Ben Sanderson: I don't know if my wife left me because of my drinking or I started drinking 'cause my wife left me.
Terri: Maybe you shouldn't drink so much.
Sera: Don't you like me, Ben?
Sera: I know a cool place in the desert.
Ben: Are you desirable? Are you irresistable? Maybe if you drank bourbon with me, it would help. Maybe if you kissed me and I could taste the sting in your mouth it would help. If you drank bourbon with me naked. If you smelled of bourbon as you fucked me, it would help. It would increase my esteem for you. If you poured bourbon onto your naked body and said to me "drink this". If you spread your legs and you had bourbon dripping from your breasts and your pussy and said "drink here" then I could fall in love with you. Because then I would have a purpose. To clean you up and that, that would prove that I'm worth something. I'd lick you clean so that you could go away and fuck someone else.
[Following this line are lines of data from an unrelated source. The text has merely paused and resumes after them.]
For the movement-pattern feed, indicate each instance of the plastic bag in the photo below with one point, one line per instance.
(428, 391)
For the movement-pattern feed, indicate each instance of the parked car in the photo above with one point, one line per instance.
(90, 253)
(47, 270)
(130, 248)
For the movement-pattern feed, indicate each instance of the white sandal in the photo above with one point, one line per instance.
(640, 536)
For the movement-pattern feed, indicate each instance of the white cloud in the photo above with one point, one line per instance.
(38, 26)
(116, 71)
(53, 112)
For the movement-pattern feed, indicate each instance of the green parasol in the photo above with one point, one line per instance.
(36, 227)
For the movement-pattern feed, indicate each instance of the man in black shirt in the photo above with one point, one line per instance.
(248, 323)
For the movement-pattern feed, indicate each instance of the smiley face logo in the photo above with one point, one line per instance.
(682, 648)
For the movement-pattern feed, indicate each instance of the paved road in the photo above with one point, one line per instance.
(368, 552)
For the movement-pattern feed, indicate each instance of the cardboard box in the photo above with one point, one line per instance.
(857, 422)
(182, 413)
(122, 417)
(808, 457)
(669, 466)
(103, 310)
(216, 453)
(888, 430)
Sera: Included with the rent 'round here is a complimentary blow-job.
Sera: What's up?
Sera: You can fuck me in the ass. You can cum on my face. Just keep it out of my hair. I just washed it.
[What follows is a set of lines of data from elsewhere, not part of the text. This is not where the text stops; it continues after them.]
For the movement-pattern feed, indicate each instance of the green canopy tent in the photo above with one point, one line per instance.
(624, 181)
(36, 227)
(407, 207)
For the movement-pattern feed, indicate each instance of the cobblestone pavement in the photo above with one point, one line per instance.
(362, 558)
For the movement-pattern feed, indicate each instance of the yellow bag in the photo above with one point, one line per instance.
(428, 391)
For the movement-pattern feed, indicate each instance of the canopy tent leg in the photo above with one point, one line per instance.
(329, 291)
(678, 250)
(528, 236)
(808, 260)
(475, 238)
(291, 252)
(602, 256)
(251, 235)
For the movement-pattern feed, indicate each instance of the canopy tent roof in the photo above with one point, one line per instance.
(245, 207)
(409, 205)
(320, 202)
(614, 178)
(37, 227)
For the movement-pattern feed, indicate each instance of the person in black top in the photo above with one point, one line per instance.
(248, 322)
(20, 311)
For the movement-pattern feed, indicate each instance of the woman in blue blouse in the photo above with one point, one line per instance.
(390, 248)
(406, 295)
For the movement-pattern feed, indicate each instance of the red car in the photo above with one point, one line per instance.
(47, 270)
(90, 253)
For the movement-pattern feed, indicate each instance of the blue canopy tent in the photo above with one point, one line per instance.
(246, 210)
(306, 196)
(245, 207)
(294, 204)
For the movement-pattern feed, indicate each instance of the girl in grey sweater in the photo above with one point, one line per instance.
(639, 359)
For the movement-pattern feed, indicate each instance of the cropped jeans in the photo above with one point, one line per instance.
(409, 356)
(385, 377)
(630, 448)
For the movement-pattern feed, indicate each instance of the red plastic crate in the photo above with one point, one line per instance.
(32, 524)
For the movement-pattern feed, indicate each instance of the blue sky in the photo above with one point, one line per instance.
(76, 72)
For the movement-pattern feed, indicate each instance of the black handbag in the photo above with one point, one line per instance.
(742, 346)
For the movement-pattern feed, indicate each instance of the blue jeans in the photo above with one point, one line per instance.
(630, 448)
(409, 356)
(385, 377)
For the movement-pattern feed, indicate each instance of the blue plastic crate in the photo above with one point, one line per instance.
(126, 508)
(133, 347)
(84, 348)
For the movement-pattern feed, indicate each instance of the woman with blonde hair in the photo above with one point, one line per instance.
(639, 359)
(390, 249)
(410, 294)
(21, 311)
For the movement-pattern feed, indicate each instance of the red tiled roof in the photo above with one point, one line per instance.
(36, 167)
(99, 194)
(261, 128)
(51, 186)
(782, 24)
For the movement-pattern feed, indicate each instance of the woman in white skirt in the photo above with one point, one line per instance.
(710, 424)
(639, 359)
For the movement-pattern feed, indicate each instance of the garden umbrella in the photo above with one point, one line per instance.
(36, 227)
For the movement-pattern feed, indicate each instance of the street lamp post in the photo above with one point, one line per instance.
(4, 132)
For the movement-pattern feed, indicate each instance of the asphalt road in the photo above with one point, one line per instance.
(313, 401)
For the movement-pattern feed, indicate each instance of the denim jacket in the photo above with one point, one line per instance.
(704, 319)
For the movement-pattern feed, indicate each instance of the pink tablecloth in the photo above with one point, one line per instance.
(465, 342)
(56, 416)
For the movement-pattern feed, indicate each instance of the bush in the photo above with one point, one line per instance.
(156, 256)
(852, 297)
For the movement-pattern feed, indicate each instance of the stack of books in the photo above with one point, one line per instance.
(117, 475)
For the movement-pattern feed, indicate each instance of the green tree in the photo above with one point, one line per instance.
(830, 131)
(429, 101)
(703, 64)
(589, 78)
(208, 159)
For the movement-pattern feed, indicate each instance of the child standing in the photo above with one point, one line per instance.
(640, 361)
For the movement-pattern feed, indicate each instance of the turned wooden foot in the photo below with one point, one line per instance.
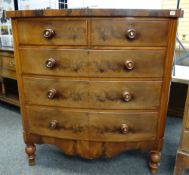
(30, 151)
(182, 163)
(154, 161)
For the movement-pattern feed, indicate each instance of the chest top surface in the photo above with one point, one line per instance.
(98, 13)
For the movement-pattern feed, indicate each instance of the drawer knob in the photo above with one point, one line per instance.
(129, 65)
(53, 124)
(127, 96)
(131, 33)
(51, 93)
(50, 63)
(48, 33)
(124, 128)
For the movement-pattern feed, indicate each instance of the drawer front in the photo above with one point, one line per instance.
(185, 141)
(126, 63)
(56, 92)
(54, 62)
(58, 123)
(8, 63)
(116, 32)
(52, 32)
(125, 94)
(93, 126)
(112, 126)
(93, 63)
(92, 94)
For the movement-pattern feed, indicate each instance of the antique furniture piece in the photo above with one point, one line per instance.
(8, 82)
(94, 82)
(182, 160)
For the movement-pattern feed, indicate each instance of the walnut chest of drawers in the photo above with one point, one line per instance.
(94, 82)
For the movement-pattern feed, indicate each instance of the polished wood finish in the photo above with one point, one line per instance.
(114, 32)
(92, 94)
(97, 12)
(8, 89)
(71, 32)
(99, 93)
(93, 63)
(182, 159)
Ben: I came here to drink myself to death.
Sera: Is drinking a way of killing yourself?
Ben: Look at me... I'm a prickly pear.
Ben: I am a drunk, and you're a hooker. I want you to know I am a person who is totally at ease with this.
Sera: That's nice talk, Ben - keep drinking. Between the 101-proof breath and the occasional bits of drool, some interesting words come out.
Sera: How do you feel?
Ben: Giving you money makes me want to come.